================================================================================

                                  UNITED STATES
                       SECURITIES AND EXCHANGE COMMISSION
                             WASHINGTON, D.C. 20549

                              --------------------

                                    FORM 8-K

                                 CURRENT REPORT
     Pursuant to Section 13 or 15(d) of the Securities Exchange Act of 1934

        Date of Report (Date of earliest event reported): January 1, 2006

                             Digital Recorders, Inc.
               (Exact Name of Registrant as Specified in Charter)

        North Carolina                    1-13408                56-1362926
 (State or Other Jurisdiction    (Commission File Number)      (IRS Employer
      of Incorporation)                                     Identification No.)

           5949 Sherry Lane, Suite 1050                            75225
                   Dallas, Texas                                (Zip Code)
     (Address of Principal Executive Offices)

       Registrant's telephone number, including area code: (214) 378-8992

                                 Not applicable.
          (Former Name or Former Address, if Changed Since Last Report)

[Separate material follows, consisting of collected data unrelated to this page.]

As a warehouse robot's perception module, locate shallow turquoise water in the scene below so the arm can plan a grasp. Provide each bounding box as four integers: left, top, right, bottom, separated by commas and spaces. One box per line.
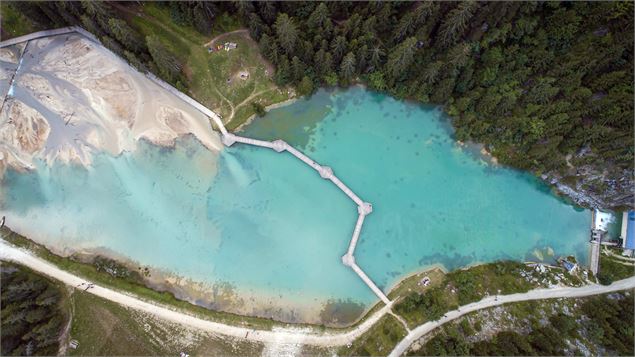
0, 88, 590, 316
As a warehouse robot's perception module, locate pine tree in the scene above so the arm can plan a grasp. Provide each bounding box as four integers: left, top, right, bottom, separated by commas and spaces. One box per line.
273, 13, 298, 55
340, 52, 355, 81
386, 37, 417, 80
108, 19, 146, 53
439, 1, 478, 46
146, 35, 181, 82
248, 12, 265, 41
331, 36, 348, 62
369, 46, 385, 69
291, 56, 306, 82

     Check the appropriate box below if the Form 8-K filing is intended to
simultaneously satisfy the filing obligation of the registrant under any of the
following provisions (see General Instruction A.2. below):

     |_|  Written communications pursuant to Rule 425 under the Securities Act
          (17 CFR 230.425)

     |_|  Soliciting material pursuant to Rule 14a-12 under the Exchange Act (17
          CFR 240.14a-12)

     |_|  Pre-commencement communications pursuant to Rule 14d-2(b) under the
          Exchange Act (17 CFR 240.14d-2(b))

     |_|  Pre-commencement communications pursuant to Rule 13e-4(c) under the
          Exchange Act (17 CFR 240.13e-4(c))

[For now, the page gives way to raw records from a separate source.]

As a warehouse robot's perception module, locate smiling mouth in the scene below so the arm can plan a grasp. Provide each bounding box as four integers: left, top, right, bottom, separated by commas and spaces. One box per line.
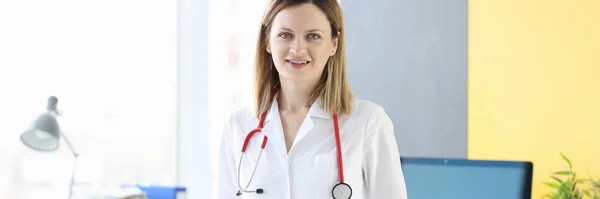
285, 60, 310, 68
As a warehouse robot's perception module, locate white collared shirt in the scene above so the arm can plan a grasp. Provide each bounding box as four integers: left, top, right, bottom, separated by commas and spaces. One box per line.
213, 99, 407, 199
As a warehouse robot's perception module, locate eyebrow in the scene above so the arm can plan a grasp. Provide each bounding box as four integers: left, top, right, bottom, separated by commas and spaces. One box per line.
280, 28, 325, 33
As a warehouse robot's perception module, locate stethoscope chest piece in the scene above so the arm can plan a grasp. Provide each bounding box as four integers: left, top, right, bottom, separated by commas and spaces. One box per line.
331, 182, 352, 199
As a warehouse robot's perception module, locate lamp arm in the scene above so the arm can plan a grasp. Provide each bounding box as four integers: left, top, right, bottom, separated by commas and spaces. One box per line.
60, 132, 79, 199
60, 132, 79, 158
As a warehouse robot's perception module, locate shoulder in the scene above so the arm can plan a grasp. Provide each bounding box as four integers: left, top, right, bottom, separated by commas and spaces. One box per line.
226, 107, 254, 127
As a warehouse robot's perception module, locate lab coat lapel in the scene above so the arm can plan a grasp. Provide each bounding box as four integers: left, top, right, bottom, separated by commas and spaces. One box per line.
263, 97, 287, 159
292, 100, 331, 146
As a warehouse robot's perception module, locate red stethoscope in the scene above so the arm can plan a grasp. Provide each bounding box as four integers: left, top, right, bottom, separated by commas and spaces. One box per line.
235, 86, 352, 199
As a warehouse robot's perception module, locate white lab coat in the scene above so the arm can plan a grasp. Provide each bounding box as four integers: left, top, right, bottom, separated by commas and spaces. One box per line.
213, 98, 407, 199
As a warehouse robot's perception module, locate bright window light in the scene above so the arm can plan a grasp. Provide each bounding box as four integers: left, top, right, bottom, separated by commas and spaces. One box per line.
0, 0, 178, 199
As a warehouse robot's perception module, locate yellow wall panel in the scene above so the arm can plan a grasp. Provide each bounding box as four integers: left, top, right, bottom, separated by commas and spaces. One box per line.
468, 0, 600, 198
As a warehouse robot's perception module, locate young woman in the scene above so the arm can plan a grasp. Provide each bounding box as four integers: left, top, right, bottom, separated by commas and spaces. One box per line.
215, 0, 406, 199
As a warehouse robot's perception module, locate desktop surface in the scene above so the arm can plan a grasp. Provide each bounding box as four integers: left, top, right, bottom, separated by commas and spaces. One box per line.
402, 158, 533, 199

================================================================================





Item 3.02.    Unregistered Sales of Equity Securities.

     Effective as of January 1, 2006, the Company will issue on a quarterly
basis restricted common stock of the Company to members of its Board of
Directors in lieu of cash for a portion of their monthly director fees. Under
this revised director compensation plan, members of the Board of Directors of
the Company shall be entitled to receive shares of restricted common stock of
the Company in an amount up to $12,000 annually. The Company intends to seek
shareholder approval of these revisions to the director compensation plan as
well at the next regular meeting of shareholders. The Board of Directors intends
to permit members of the Company's senior management team to also receive shares
of restricted common stock of the Company in lieu of cash compensation in an
amount up to $12,000 annually.

     The shares issuable to the Company's Board of Directors and members of the
senior management team pursuant to the compensation plan shall be issued
quarterly at the then fair market value of such shares and shall be exempt from
registration under the Securities Act of 1933, as amended, in reliance on
Section 4(2) of such act as transactions by an issuer not involving any public
offering. The recipients of securities in each such transaction shall represent
their intentions to acquire the securities for investment only and not with a
view to or for sale in connection with any distribution thereof and appropriate
legends shall be affixed to the share certificates issued in such transactions.
All recipients shall have adequate access, through their relationships with the
Company, to information about the Company.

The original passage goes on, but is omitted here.